MEP Coordination & Systems Integration
Welcome
Hello, and welcome. This is Super Structures General Contractors — a national general contractor headquartered in Powhatan, Virginia — here to help you and your clients build something that lasts. We're glad you're with us, and we look forward to connecting with you.
Roll up your sleeves — we're getting into MEP Coordination & Systems Integration. Here's the part that actually matters on the job: The hard part of modern building is making all the systems fit in the shared above-ceiling space — MEP coordination (BIM clash detection before install, gravity/big ducts prioritized) resolves clashes in the office, enabling prefab and avoiding the rework, delay, and disputes of field clashes. Master this and you become the person others come to with the hard questions.
The hardest part of modern construction isn't installing any one system — it's making them all fit and work together.
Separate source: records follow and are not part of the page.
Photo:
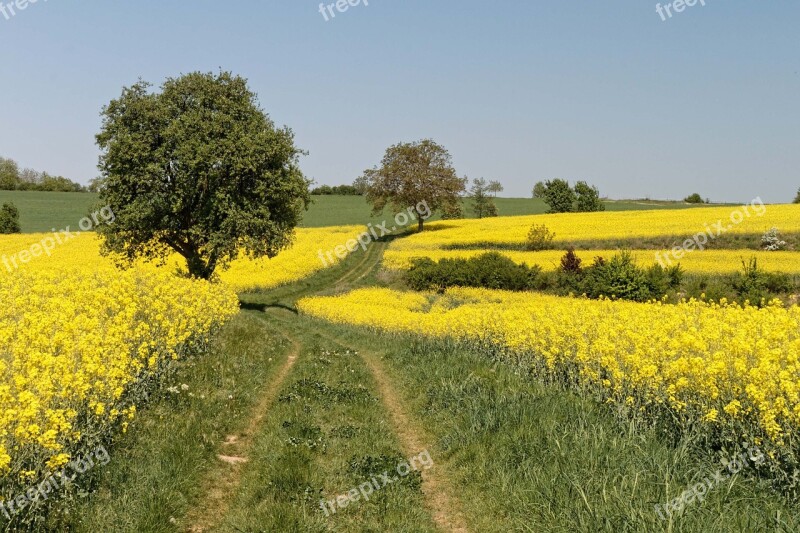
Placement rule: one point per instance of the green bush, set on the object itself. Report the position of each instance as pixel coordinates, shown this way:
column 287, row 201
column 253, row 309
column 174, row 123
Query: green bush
column 621, row 278
column 751, row 282
column 694, row 199
column 9, row 219
column 490, row 270
column 539, row 238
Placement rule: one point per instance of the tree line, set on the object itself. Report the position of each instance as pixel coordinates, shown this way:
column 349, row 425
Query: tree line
column 13, row 178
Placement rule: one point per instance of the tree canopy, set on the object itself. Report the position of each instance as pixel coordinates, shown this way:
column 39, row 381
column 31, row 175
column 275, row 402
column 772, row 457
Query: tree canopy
column 561, row 198
column 198, row 169
column 482, row 204
column 413, row 174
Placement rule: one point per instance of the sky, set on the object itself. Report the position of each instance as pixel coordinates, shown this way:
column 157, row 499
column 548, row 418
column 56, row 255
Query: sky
column 707, row 100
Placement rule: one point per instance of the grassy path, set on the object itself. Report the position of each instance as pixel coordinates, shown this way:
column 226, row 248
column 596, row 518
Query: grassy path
column 318, row 409
column 234, row 455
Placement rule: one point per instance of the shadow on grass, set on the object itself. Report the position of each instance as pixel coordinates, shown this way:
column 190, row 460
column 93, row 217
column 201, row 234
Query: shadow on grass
column 250, row 306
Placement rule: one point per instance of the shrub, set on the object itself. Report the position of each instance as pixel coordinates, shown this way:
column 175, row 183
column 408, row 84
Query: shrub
column 559, row 196
column 588, row 198
column 571, row 263
column 9, row 219
column 490, row 270
column 621, row 278
column 539, row 238
column 751, row 282
column 771, row 241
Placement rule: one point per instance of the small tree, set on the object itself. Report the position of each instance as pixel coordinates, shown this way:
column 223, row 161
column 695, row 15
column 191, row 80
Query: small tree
column 539, row 238
column 9, row 219
column 559, row 196
column 9, row 174
column 453, row 211
column 414, row 174
column 198, row 169
column 482, row 204
column 694, row 199
column 494, row 187
column 588, row 198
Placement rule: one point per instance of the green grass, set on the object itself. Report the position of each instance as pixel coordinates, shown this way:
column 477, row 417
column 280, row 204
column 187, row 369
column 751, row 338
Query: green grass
column 326, row 436
column 157, row 471
column 43, row 211
column 520, row 456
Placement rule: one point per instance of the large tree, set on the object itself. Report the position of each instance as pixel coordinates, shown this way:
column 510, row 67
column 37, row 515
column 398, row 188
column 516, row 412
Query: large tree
column 199, row 169
column 412, row 175
column 559, row 196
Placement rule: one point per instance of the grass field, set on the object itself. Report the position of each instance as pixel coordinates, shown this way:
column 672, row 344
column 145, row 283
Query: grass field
column 316, row 408
column 519, row 411
column 42, row 211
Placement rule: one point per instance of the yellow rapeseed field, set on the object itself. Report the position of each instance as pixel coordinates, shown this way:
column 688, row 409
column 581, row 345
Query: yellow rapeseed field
column 73, row 341
column 682, row 224
column 722, row 366
column 76, row 334
column 83, row 251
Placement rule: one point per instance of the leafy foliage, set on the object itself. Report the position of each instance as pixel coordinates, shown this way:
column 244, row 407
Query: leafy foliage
column 559, row 196
column 482, row 204
column 539, row 238
column 588, row 198
column 491, row 270
column 9, row 219
column 198, row 169
column 412, row 174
The above-ceiling plenum is a crowded space shared by structure, ductwork, piping, conduit, and sprinklers.
What coordination is
- MEP coordination = resolving conflicts (clashes) between systems before installation.
- Done with coordination drawings / BIM clash detection and the trades collaborating.
Going Deeper (Intermediate)
The process: each trade models/draws their work, the models are overlaid to find clashes, and conflicts are resolved in coordination meetings. There's a spatial priority/sequence — gravity systems and big ducts first, flexible systems route around — while maintaining clearances and access. The cost of not coordinating is field clashes, rework, and delay.
Advanced / Pro-Level
Virtual Design & Construction (VDC) runs clash detection (Navisworks), enabling prefabrication (MEP racks/modules) and tighter schedules. Commissioning (Cx) verifies the integrated systems perform. The GC/VDC manager leads coordination, trades sign off and install from the coordinated drawings, and everything ties back to the structure (penetrations, supports) and the schedule. Good coordination + prefab compresses schedule and raises quality.
Practice Challenge
Two trades both planned to run their systems through the same 14 inches of ceiling space and discover the clash during installation. What process should have caught it, and what does it cost now? (Answer: MEP coordination / BIM clash detection before installation — overlaying each trade's model to find and resolve clashes in the office (with gravity/large systems prioritized). Caught in the field, it now costs rework, demolition, schedule delay, and disputes over who moves. Coordinating up front is far cheaper than fixing clashes after install.)
Takeaway: The hard part of modern building is making all the systems fit in the shared above-ceiling space — MEP coordination (BIM clash detection before install, gravity/big ducts prioritized) resolves clashes in the office, enabling prefab and avoiding the rework, delay, and disputes of field clashes.
Educational overview — building systems and safety requirements must follow the adopted codes, OSHA standards, and qualified professionals; verify for your project.